RU2436647C1 - Method and device to develop high and ultrahigh pressures in liquid - Google Patents

Abstract

FIELD: technological processes. ^ SUBSTANCE: application: for electrohydraulic treatment of various materials. The method consists in execution of a preliminary electric discharge inside a liquid volume contained in an open water reservoir or a closed reservoir, at least between one of working electrodes and an auxiliary electrode and subsequent main pulse electric discharge between two working electrodes. At the same time the preliminary discharge is executed as an electric corona of AC or DC voltage. Besides, the polarity of voltage of corona's preliminary discharge (voltage at the auxiliary electrode) is set as opposite to the voltage of the main electric discharge. ^ EFFECT: facilitation of conditions for electric breakthrough of liquids and increased efficiency of electric energy conversion into impact wave energy. ^ 6 cl, 1 dwg

Description

The invention relates to mining and construction, as well as ecology and can be used for electro-hydraulic processing of various materials, in particular crushing and grinding of rocks, disinfection of domestic and industrial wastewater.

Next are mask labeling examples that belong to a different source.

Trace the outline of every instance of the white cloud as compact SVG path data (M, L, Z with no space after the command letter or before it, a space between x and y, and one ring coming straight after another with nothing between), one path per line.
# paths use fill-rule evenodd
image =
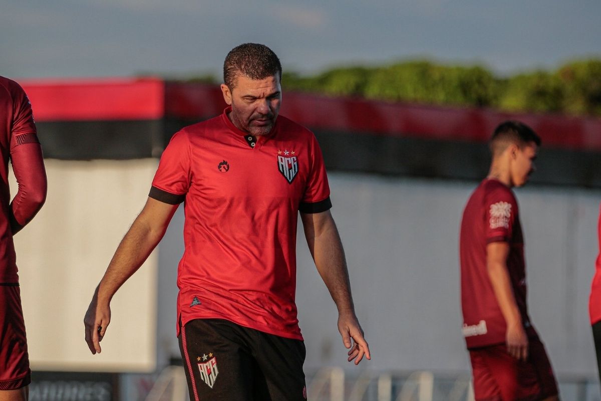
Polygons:
M278 4L271 9L273 16L280 21L308 29L321 29L329 19L322 10L308 8L301 4Z

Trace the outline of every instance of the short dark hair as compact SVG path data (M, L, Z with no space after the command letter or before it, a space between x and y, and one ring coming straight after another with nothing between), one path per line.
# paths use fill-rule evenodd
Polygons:
M236 75L240 74L251 79L263 79L279 75L282 79L282 65L275 53L264 44L243 43L232 49L224 63L224 82L233 89Z
M508 120L503 121L495 129L489 147L494 156L502 153L510 144L514 143L522 148L531 142L540 146L542 141L534 130L523 123Z

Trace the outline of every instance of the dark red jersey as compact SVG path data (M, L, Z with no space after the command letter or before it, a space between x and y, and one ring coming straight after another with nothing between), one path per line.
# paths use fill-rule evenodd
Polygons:
M10 201L8 160L19 191ZM46 199L46 171L31 105L14 81L0 76L0 283L16 283L13 234L29 222Z
M161 157L150 196L185 201L182 324L225 319L302 339L296 316L298 213L331 207L313 133L283 116L254 137L222 115L186 127Z
M601 209L601 206L600 206L600 209ZM588 299L588 312L591 317L591 325L601 321L601 210L599 210L597 230L597 237L599 239L599 254L595 263L595 275L593 277L591 296Z
M517 202L502 183L486 179L468 201L461 224L461 304L468 348L505 341L507 324L486 266L486 246L497 241L509 243L507 266L513 295L526 334L535 337L526 305L526 265Z

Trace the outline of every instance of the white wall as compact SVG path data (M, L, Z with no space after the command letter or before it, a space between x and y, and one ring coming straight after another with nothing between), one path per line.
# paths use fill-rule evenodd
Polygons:
M102 354L88 349L83 320L157 164L46 161L46 204L14 239L32 369L154 370L156 253L113 298ZM14 179L10 186L14 195Z

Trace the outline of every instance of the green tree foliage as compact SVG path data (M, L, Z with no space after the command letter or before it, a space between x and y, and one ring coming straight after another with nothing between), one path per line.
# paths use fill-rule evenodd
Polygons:
M571 114L601 115L601 60L576 61L560 69L563 109Z
M500 85L497 106L510 111L563 111L564 88L557 74L535 71L511 77Z

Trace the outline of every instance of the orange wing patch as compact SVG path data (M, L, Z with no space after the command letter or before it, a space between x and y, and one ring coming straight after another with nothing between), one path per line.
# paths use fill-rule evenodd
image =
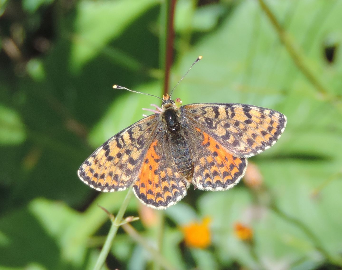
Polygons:
M200 146L195 147L193 151L195 153L194 185L199 189L213 191L235 186L245 174L247 159L234 156L207 133L198 128L195 130L201 141Z
M186 182L177 171L168 145L161 142L156 139L151 144L133 185L139 200L156 209L174 204L186 194Z

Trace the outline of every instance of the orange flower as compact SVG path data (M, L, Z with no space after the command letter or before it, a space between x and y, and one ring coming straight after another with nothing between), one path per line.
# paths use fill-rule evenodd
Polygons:
M253 233L251 228L238 222L236 223L234 227L235 235L238 238L245 241L252 240Z
M249 162L243 178L245 185L249 188L258 189L262 185L263 178L258 166L254 163Z
M210 219L204 218L201 223L192 222L183 226L185 244L189 246L205 248L211 243L211 235L209 229Z

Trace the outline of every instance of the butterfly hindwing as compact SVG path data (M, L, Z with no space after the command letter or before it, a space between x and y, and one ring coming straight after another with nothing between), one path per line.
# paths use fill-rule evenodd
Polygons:
M233 155L248 158L274 144L286 118L268 109L234 103L198 103L181 107L189 125L197 126Z
M81 165L80 178L102 191L123 190L129 187L156 136L158 119L156 114L145 117L108 140Z
M186 181L177 170L163 133L150 146L137 179L133 184L139 200L156 209L174 204L186 194Z
M215 139L198 127L187 130L194 159L193 183L199 189L223 190L237 184L245 174L247 159L233 156Z

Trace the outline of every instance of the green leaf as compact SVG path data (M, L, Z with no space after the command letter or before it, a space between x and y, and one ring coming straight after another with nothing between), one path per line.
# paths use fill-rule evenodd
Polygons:
M0 105L0 145L19 144L26 138L25 127L17 112Z

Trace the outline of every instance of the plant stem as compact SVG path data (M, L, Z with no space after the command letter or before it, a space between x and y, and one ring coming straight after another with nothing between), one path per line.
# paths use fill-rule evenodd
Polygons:
M153 257L154 259L166 270L177 270L176 268L169 264L166 259L158 251L147 244L147 241L141 237L133 227L129 223L123 224L122 229L136 242L142 246Z
M325 99L333 100L323 83L309 67L308 63L300 50L293 43L288 33L282 28L275 16L264 0L258 0L261 8L265 12L275 29L281 42L285 46L297 67L301 70L310 82L317 89L320 95Z
M104 264L107 256L109 253L109 250L113 244L113 242L114 241L114 239L116 235L116 232L118 231L118 229L120 226L120 224L122 219L122 217L126 211L126 209L128 205L130 200L133 194L132 191L132 188L130 188L128 189L126 197L125 198L123 201L122 202L122 204L121 205L120 208L118 212L118 214L115 217L114 221L112 221L111 226L109 230L108 235L107 235L107 238L105 242L102 249L100 253L100 255L97 258L97 260L96 262L96 264L94 268L94 270L101 270L102 268L103 265Z
M162 254L163 240L164 236L164 211L157 212L158 222L157 227L157 249L159 254ZM155 270L159 270L160 265L156 261L154 265Z
M167 13L166 16L167 22L166 29L166 44L165 57L165 73L164 77L164 95L166 95L169 92L169 83L170 80L170 72L172 65L172 53L173 49L173 39L174 31L173 29L173 20L174 18L174 10L176 5L176 0L168 0L166 1L167 5Z

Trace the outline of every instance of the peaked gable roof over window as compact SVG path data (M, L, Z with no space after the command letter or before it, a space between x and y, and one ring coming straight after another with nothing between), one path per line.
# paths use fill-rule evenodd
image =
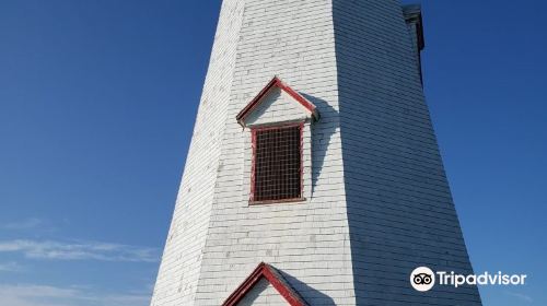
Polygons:
M315 105L310 102L307 98L299 94L296 91L291 89L289 85L283 83L278 76L275 76L267 85L264 87L258 95L256 95L248 104L245 106L240 114L237 114L236 119L240 125L243 127L246 126L246 119L252 115L255 110L257 110L259 105L267 101L267 96L275 90L280 90L281 92L287 93L291 98L291 101L303 106L305 111L309 111L310 116L317 120L319 118L319 113Z
M289 285L276 268L260 262L247 279L224 301L222 306L236 306L247 293L261 280L266 279L291 306L307 306L305 301Z

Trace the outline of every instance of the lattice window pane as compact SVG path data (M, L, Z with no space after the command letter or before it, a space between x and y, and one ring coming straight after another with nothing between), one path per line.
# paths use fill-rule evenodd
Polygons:
M301 127L254 131L254 201L301 197Z

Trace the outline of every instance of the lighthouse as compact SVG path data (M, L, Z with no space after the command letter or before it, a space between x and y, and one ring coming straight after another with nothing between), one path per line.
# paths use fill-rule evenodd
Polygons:
M396 0L224 0L151 305L481 305L409 281L473 273L423 47Z

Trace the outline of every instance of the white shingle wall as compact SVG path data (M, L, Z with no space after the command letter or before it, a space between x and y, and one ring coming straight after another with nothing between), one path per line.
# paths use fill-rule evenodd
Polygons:
M237 303L237 306L287 306L288 303L279 292L263 278L255 286Z
M395 0L334 0L341 140L358 305L480 305L476 287L414 291L418 266L470 272Z
M248 207L235 116L276 74L322 115L306 201ZM314 306L480 304L408 283L418 264L470 263L397 1L224 0L152 305L221 305L260 261Z
M311 305L354 305L331 17L329 0L246 1L196 305L221 305L260 261ZM276 74L322 114L304 156L314 192L304 203L249 207L248 130L235 116Z
M223 1L194 136L152 296L153 306L194 304L242 16L243 1Z
M312 114L291 95L280 89L272 89L259 105L245 118L247 126L302 121Z

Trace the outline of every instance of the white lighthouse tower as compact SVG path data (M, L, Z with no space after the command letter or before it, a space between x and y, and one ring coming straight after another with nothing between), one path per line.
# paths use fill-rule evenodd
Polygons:
M224 0L151 305L480 305L419 7Z

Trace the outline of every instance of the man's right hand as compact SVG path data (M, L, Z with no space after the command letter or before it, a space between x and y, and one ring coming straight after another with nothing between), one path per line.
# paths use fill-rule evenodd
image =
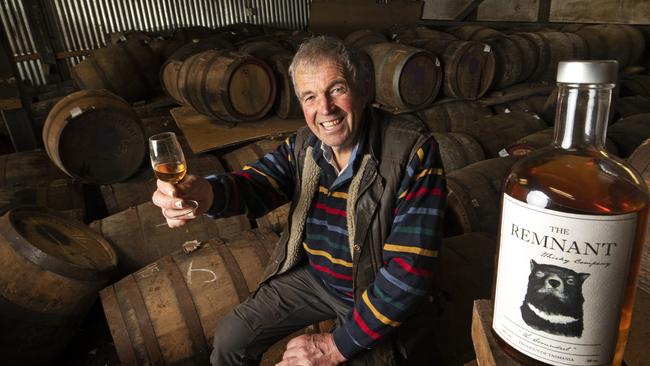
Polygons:
M158 179L156 186L157 189L151 200L154 205L161 208L167 225L171 228L185 225L188 220L204 214L212 206L214 199L212 186L205 178L197 175L189 174L176 185ZM187 211L187 208L184 208L186 206L183 205L184 200L194 200L199 203L199 207L187 215L174 217Z

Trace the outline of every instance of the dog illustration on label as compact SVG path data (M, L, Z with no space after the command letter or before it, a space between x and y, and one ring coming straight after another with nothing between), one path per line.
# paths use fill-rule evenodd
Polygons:
M567 337L582 336L582 284L589 273L530 261L521 317L530 327Z

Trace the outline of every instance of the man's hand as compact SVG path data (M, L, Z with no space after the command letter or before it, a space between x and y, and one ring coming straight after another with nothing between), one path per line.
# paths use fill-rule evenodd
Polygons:
M287 343L276 366L335 366L347 361L330 333L303 334Z
M169 227L183 226L188 220L195 219L212 206L212 200L214 199L212 186L202 177L190 174L176 185L158 179L156 186L157 189L153 193L151 200L154 205L162 209L162 214L165 216ZM196 211L187 215L175 217L187 211L187 207L183 205L184 200L195 200L199 203L199 207Z

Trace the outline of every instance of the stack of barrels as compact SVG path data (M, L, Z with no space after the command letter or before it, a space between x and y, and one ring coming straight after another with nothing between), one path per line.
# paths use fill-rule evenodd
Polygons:
M439 270L452 281L437 284L443 317L435 342L448 350L445 362L471 358L468 314L472 299L489 296L493 267L485 258L494 256L501 183L521 156L552 141L556 96L548 84L559 60L613 58L626 70L607 148L631 155L645 174L650 76L633 68L644 48L639 34L623 25L535 32L462 26L360 30L345 38L361 57L367 99L422 122L440 148L448 204ZM55 359L104 288L101 303L122 363L207 362L215 325L256 288L289 206L257 218L201 217L172 230L151 203L156 183L146 141L177 133L198 175L260 159L282 141L197 154L168 109L182 104L236 123L271 112L301 118L288 68L307 36L251 25L196 27L171 39L127 32L75 67L83 90L50 111L45 151L0 156L0 279L9 284L0 288L0 305L11 304L3 313L16 330L13 340L0 330L0 353L27 365ZM162 91L174 101L163 112L134 109Z

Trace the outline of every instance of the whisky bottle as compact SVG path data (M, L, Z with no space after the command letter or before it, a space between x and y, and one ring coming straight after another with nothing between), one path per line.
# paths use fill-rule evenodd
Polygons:
M525 365L620 365L648 215L605 150L616 61L560 62L553 142L504 182L492 331Z

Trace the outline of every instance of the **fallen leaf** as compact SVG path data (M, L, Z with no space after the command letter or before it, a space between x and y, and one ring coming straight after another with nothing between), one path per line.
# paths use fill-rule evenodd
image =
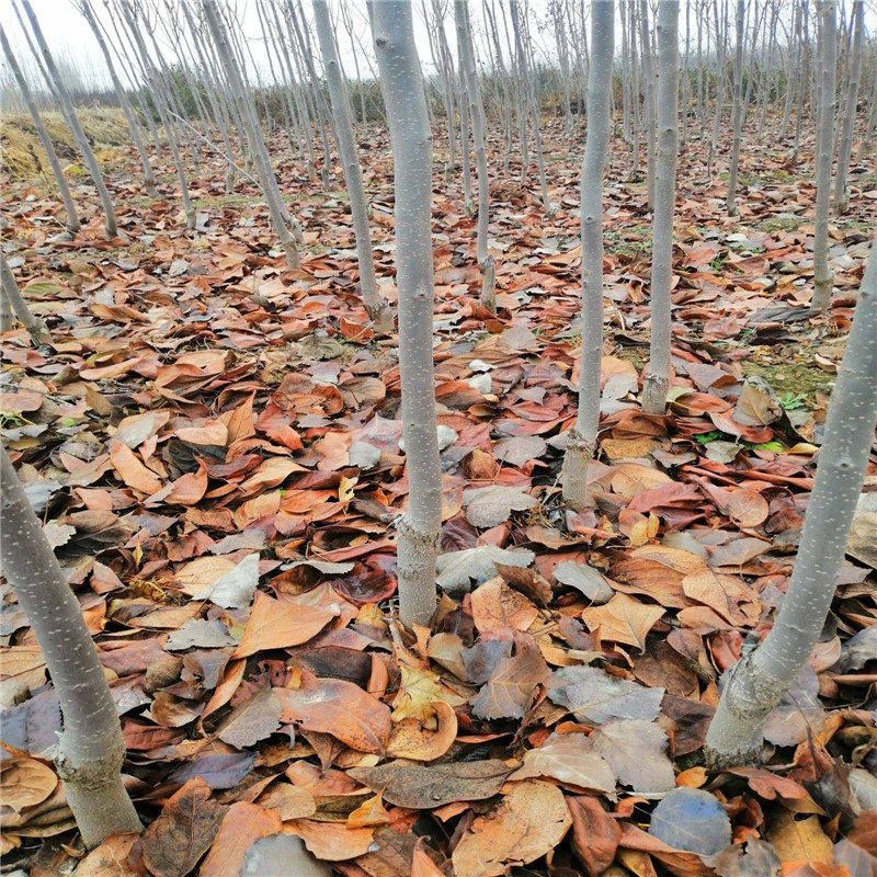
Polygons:
M452 856L457 877L497 877L554 850L572 824L563 793L531 779L516 785L478 817Z
M204 779L190 779L144 832L146 867L156 877L185 877L213 843L225 810L210 800Z
M274 600L257 591L253 611L234 657L300 646L317 636L332 618L334 615L326 610Z
M329 733L360 752L386 751L390 708L358 685L332 679L303 679L297 690L274 688L283 713L308 731Z
M674 788L658 801L649 834L674 850L711 856L731 843L731 820L715 795Z
M283 822L274 810L248 801L232 804L198 869L198 877L239 877L250 846L260 838L278 834L282 829Z
M664 614L661 606L647 606L627 594L615 594L604 606L582 612L589 630L600 628L600 636L613 642L626 642L640 651L646 649L646 635Z
M511 772L512 768L499 760L429 766L391 761L377 767L354 767L348 775L397 807L422 810L452 801L491 798Z

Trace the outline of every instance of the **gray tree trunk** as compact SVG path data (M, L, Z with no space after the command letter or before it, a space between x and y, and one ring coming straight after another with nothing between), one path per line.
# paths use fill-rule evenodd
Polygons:
M831 395L798 557L767 638L731 669L706 738L715 767L761 760L764 724L822 630L846 550L877 422L877 247Z
M128 100L125 88L116 75L116 68L113 64L113 56L110 54L110 49L106 47L106 41L103 38L103 32L101 31L101 27L94 18L94 12L91 9L89 0L80 0L79 9L82 12L82 15L86 18L86 21L89 23L89 27L91 27L91 31L98 41L101 54L103 55L106 64L106 69L110 72L110 79L113 82L113 90L115 91L118 102L122 105L122 112L125 114L125 121L128 123L128 128L130 128L130 136L134 140L134 146L137 149L137 155L140 157L140 164L144 169L144 184L146 185L146 192L150 197L157 197L158 192L156 191L156 176L152 173L152 164L149 161L149 153L146 151L143 137L140 137L140 126L137 124L137 119L134 117L134 111L132 110L130 101Z
M64 78L55 65L55 59L52 57L52 53L48 50L48 45L43 36L43 31L39 29L39 22L36 20L36 15L31 7L31 2L30 0L21 0L21 4L24 9L24 14L31 22L31 30L33 31L36 44L39 47L39 52L43 56L43 62L46 66L48 76L50 77L55 93L58 95L58 100L64 107L65 117L70 125L70 133L73 135L76 145L79 148L79 151L82 153L86 167L89 169L91 179L94 181L94 186L98 190L98 196L101 200L101 206L103 207L105 217L104 228L106 230L106 237L114 238L118 234L118 227L116 226L116 214L113 209L113 200L110 197L110 192L106 189L103 176L101 175L101 169L98 166L98 159L94 158L94 152L89 145L89 138L86 137L86 132L82 130L82 126L79 124L79 119L76 116L70 93L67 91L67 88L64 84Z
M110 686L82 612L0 448L0 558L27 616L60 702L64 733L55 753L67 804L82 840L143 830L122 782L125 743Z
M432 134L411 3L369 3L387 107L396 185L399 367L408 511L397 523L399 615L406 627L435 612L435 557L442 534L442 475L432 355Z
M353 123L350 117L350 103L344 91L344 80L338 62L338 49L332 34L332 19L329 15L327 0L314 0L314 15L317 25L317 39L320 43L322 66L329 83L329 96L335 116L338 133L338 150L341 153L341 167L344 182L350 195L350 212L353 218L353 234L356 238L356 258L360 264L360 286L368 316L380 332L392 331L392 312L386 299L377 291L375 276L375 255L372 250L372 231L368 227L368 204L363 187L363 173L356 151L356 139L353 136Z
M846 90L846 110L843 117L841 148L838 153L838 175L834 178L834 212L846 213L850 195L846 191L846 172L853 155L853 130L856 125L856 104L858 86L862 79L862 44L865 38L865 2L855 0L853 4L853 49L850 55L850 83Z
M277 180L274 176L274 170L267 159L267 149L262 138L262 129L255 117L252 102L243 90L243 81L237 61L231 55L231 49L226 38L225 25L216 10L216 0L202 0L202 2L207 19L207 26L210 29L210 34L213 35L214 44L219 54L219 59L225 68L229 87L235 95L235 102L238 105L243 121L243 127L247 132L247 139L252 147L255 172L259 178L259 184L262 187L262 194L265 196L269 215L271 216L271 225L274 227L274 234L280 240L281 249L286 253L286 264L292 269L297 269L300 265L298 248L296 247L295 238L289 231L284 218L285 208L281 198L280 189L277 189Z
M737 215L737 172L740 168L740 139L743 134L743 27L747 16L747 0L737 1L737 46L733 57L733 147L728 174L728 216ZM750 81L752 77L750 75Z
M829 266L831 162L834 158L834 89L838 32L835 0L822 0L819 29L819 115L816 153L816 230L813 232L813 297L810 307L824 314L831 303L834 276Z
M610 145L610 100L615 50L615 4L591 7L591 66L588 72L588 136L581 183L582 351L579 413L563 454L563 499L572 508L591 502L588 467L600 426L600 366L603 358L603 171Z
M651 247L651 343L642 380L642 410L663 414L670 388L673 214L679 152L679 0L658 3L658 158Z
M472 118L472 139L475 141L475 164L478 171L478 228L476 231L476 257L481 272L481 304L493 314L497 312L497 266L488 249L488 223L490 220L490 178L487 170L487 148L485 145L485 105L481 101L481 86L472 49L469 8L466 0L454 1L454 18L457 25L457 48L459 67L466 93L469 95L469 114ZM465 111L464 111L465 115Z
M27 303L24 300L21 289L19 289L19 284L15 282L15 275L12 273L12 269L10 269L7 258L2 252L0 252L0 280L2 281L0 292L2 292L3 300L12 308L12 312L19 318L19 322L27 330L27 334L31 335L34 344L36 346L48 344L52 341L48 327L43 320L31 314L31 309L27 307ZM4 328L2 331L5 332L8 328L9 327Z
M2 44L3 55L5 56L7 62L12 70L12 75L15 77L15 82L19 87L19 91L21 92L24 105L27 107L27 112L31 114L34 127L36 128L36 133L39 137L39 143L43 144L43 149L46 152L46 158L48 159L49 167L52 168L52 173L55 176L55 182L58 184L58 192L61 196L61 203L64 204L65 213L67 214L67 223L65 225L71 235L76 235L81 226L79 224L79 217L76 214L76 204L73 204L73 196L70 194L70 186L67 185L67 180L64 179L61 163L58 161L58 156L55 152L55 146L52 143L52 137L49 137L46 126L43 124L43 119L39 117L39 111L36 109L36 103L34 103L30 88L27 88L27 80L24 78L21 67L19 67L15 56L12 54L12 47L9 45L5 32L1 26L0 44Z

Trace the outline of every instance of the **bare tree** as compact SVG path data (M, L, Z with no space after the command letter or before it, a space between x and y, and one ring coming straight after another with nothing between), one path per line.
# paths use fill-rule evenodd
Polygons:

Known (see auth. St. USSR No. 105011, authors L.A. Yutkin, L.I. Goltsova, publ. 15.04.50, No. 416898, published in 1957, BI No. 1) a method for producing high and ultrahigh pressure in the liquid by carrying out inside the volume of any conductive or non-conductive liquid located in an open or closed vessel, a specially formed pulsed electric (spark, wrist or other forms) discharge. The efficiency of this method increases with a decrease in the active (i.e., in contact with the liquid) area of the positive electrode and a simultaneous increase in the active area of the negative electrode, as well as subject to a maximum reduction in the voltage pulse front and shortening of the current pulse duration, and providing a current pulse shape close to aperiodic.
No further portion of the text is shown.